Nous avons discuté avec les cofondateurs, Matteo Fanchin et Paride Stella, de leur approche face à l'instabilité du réseau, aux échecs de reconnexion, aux baisses de performances et aux délais de traitement rapides du contenu, tout en développant leur premier jeu VR Multiplayer en direct.
Quel était l'objectif principal de PICKABOOM?
Paride Stella : Notre objectif principal était de créer un jeu VR social très dynamique, vivant, imprévisible et rejouable à l'infini, un monde où les joueurs font équipe, survivent ensemble et génèrent naturellement le genre de moments que les gens ont envie de partager.
En tant que jeu en ligne, PICKABOOM doit répondre à des exigences en constante évolution : nous publions des mises à jour chaque semaine, corrigeons en permanence les problèmes signalés par la communauté et ajoutons du nouveau contenu tout en maintenant des performances solides. Cela nous a obligés à concevoir des systèmes évolutifs, à synchroniser la physique entre plusieurs joueurs et à maintenir les performances sur les casques autonomes.
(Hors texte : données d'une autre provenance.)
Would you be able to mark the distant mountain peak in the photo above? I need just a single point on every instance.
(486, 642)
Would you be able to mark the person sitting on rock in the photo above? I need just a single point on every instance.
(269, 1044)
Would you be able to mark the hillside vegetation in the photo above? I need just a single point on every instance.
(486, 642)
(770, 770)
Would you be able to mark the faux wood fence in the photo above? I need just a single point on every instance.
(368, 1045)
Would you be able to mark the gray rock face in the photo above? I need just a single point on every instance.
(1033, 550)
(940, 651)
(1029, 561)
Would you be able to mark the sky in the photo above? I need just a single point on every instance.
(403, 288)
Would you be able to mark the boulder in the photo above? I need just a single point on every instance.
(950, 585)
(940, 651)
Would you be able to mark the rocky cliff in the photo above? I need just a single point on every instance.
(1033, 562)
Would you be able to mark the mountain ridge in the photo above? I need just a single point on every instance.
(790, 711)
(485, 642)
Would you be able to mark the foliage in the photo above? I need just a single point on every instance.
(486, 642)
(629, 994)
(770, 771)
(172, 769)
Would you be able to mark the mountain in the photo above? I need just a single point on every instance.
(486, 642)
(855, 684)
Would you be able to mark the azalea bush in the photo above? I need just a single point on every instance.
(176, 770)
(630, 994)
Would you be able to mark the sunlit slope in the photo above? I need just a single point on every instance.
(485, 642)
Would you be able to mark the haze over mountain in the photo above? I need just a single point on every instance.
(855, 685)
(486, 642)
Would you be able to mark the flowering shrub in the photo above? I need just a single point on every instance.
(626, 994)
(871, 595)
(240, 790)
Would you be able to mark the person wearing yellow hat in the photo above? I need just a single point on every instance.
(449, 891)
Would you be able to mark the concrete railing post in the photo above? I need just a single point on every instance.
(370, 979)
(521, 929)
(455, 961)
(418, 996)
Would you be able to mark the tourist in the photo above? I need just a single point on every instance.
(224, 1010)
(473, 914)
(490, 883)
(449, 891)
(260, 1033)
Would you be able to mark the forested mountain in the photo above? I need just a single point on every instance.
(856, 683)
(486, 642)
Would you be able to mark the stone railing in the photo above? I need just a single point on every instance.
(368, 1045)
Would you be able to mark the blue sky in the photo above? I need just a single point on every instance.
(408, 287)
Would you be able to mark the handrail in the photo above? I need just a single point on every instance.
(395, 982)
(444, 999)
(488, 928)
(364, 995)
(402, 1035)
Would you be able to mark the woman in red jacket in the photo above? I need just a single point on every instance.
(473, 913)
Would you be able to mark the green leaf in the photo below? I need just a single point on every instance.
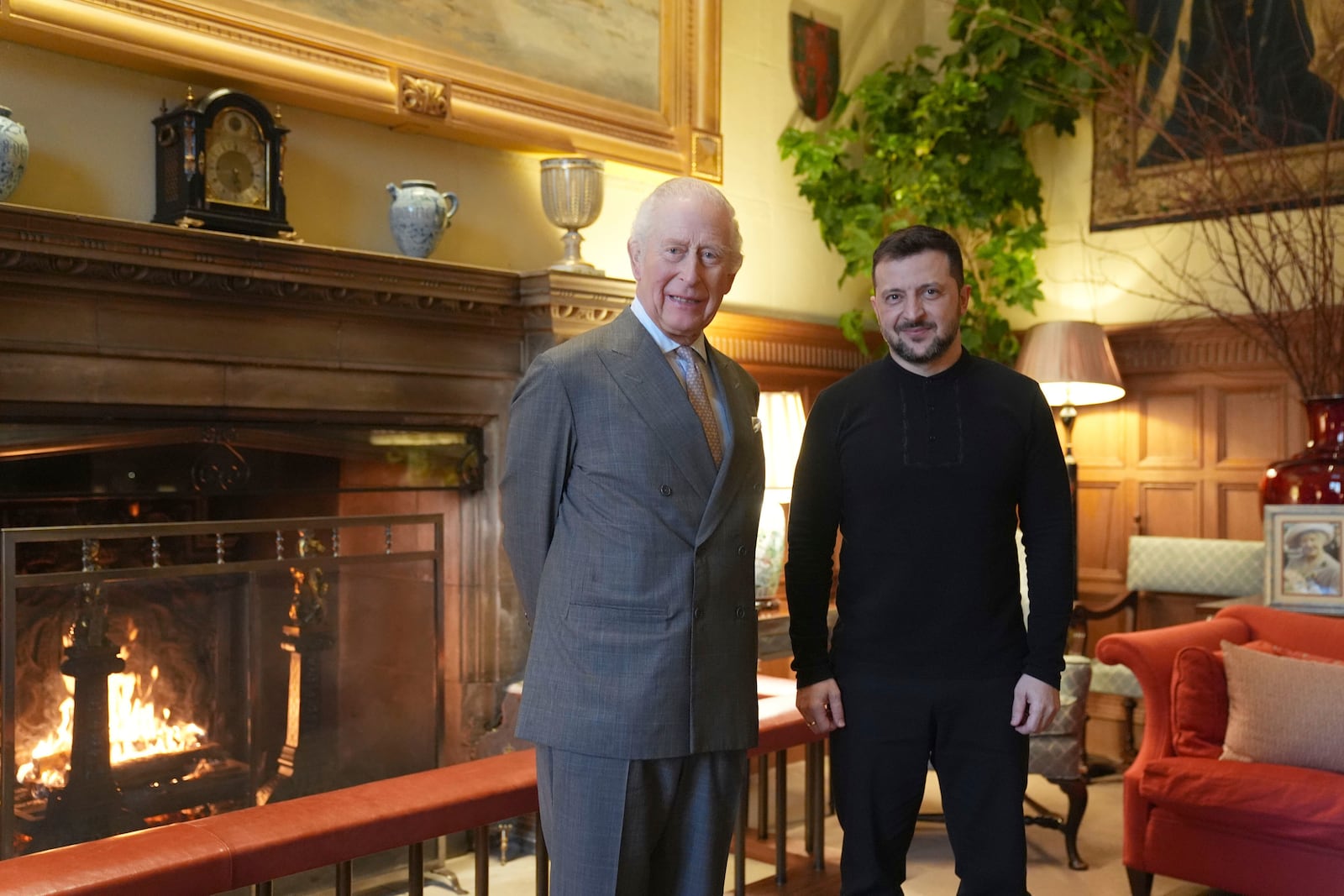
(940, 140)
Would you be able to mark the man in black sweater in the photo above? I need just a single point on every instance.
(927, 463)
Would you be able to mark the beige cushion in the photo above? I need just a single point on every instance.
(1284, 710)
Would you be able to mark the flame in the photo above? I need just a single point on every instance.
(138, 728)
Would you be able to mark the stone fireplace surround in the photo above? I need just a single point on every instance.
(111, 318)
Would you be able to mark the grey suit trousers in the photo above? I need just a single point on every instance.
(638, 826)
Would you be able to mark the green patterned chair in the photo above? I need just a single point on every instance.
(1206, 567)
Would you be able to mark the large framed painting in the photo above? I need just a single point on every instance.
(1303, 558)
(635, 81)
(1236, 107)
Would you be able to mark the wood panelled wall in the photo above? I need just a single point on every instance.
(1182, 454)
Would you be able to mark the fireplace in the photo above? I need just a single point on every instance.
(181, 644)
(245, 379)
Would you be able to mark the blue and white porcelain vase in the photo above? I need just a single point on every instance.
(420, 215)
(13, 154)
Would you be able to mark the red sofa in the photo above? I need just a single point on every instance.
(1253, 828)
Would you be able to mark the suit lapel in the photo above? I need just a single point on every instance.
(645, 376)
(743, 443)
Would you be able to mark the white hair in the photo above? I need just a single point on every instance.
(680, 188)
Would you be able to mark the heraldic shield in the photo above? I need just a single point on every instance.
(816, 65)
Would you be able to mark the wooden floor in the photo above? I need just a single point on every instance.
(800, 878)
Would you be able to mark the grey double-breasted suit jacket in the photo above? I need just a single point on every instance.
(633, 555)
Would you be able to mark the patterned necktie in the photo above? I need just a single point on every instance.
(699, 396)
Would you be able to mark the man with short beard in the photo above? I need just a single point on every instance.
(927, 463)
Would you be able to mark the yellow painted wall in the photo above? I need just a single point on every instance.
(93, 154)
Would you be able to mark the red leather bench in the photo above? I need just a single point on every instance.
(265, 842)
(783, 727)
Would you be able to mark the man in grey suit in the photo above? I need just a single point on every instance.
(632, 492)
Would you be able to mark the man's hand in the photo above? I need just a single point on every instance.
(820, 705)
(1034, 705)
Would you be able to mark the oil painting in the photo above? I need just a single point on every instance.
(605, 49)
(1233, 109)
(633, 81)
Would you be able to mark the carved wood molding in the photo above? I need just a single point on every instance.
(1168, 347)
(71, 253)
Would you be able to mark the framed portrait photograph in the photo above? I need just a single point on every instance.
(1303, 557)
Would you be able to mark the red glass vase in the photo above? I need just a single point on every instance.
(1315, 474)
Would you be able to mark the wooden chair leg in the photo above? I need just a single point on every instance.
(1140, 882)
(1077, 792)
(764, 797)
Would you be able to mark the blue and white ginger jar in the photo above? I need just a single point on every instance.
(420, 215)
(13, 154)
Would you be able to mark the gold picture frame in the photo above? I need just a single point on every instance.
(328, 66)
(1148, 161)
(1303, 557)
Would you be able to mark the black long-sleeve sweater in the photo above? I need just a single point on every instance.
(927, 479)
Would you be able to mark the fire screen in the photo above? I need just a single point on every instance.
(161, 672)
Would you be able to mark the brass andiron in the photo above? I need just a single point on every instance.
(91, 805)
(306, 640)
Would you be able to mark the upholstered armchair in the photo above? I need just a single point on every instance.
(1206, 567)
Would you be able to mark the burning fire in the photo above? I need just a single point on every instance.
(136, 728)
Nous voulions créer une expérience de survie coopérative chaotique mêlée à la culture créative, où l'environnement, les catastrophes et les interactions physiques surprennent constamment les joueurs et les poussent à collaborer.

Quel a été le plus grand défi technique rencontré lors du développement de PICKABOOM?
Matteo Fanchin : PICKABOOM est le premier titre Multiplayer de notre studio, et il nous a poussés à faire face à l'instabilité du réseau, aux échecs de reconnexion, aux baisses de performances lors d'événements physiques chaotiques et à la pression liée à la publication de mises à jour hebdomadaires tout en améliorant continuellement la qualité du gameplay.

Quelles mesures l'équipe a-t-elle prises pour surmonter cette difficulté ?
MF : Nous avons divisé le problème en plusieurs étapes : création d'un pipeline de contenu en direct et mise en œuvre d'un profilage continu. Pour le pipeline de contenu en direct, nous avons modularisé les outils et les ennemis, permis l'ajout rapide de nouveau contenu, veillé à ce que les mises à jour n'affectent pas les versions précédentes et ajusté le calendrier hebdomadaire lorsque cela était nécessaire.
Pour un profilage continu, nous avons effectué des tests de performance réguliers, testé la charge Multiplayer avec de vrais joueurs de la communauté et donné la priorité à l'optimisation spécifique à la VR pour l'utilisation de la mémoire, le ramasse-miettes et les pics GPU. Cette approche nous a permis de fournir des mises à jour hebdomadaires stables sans ralentir le développement.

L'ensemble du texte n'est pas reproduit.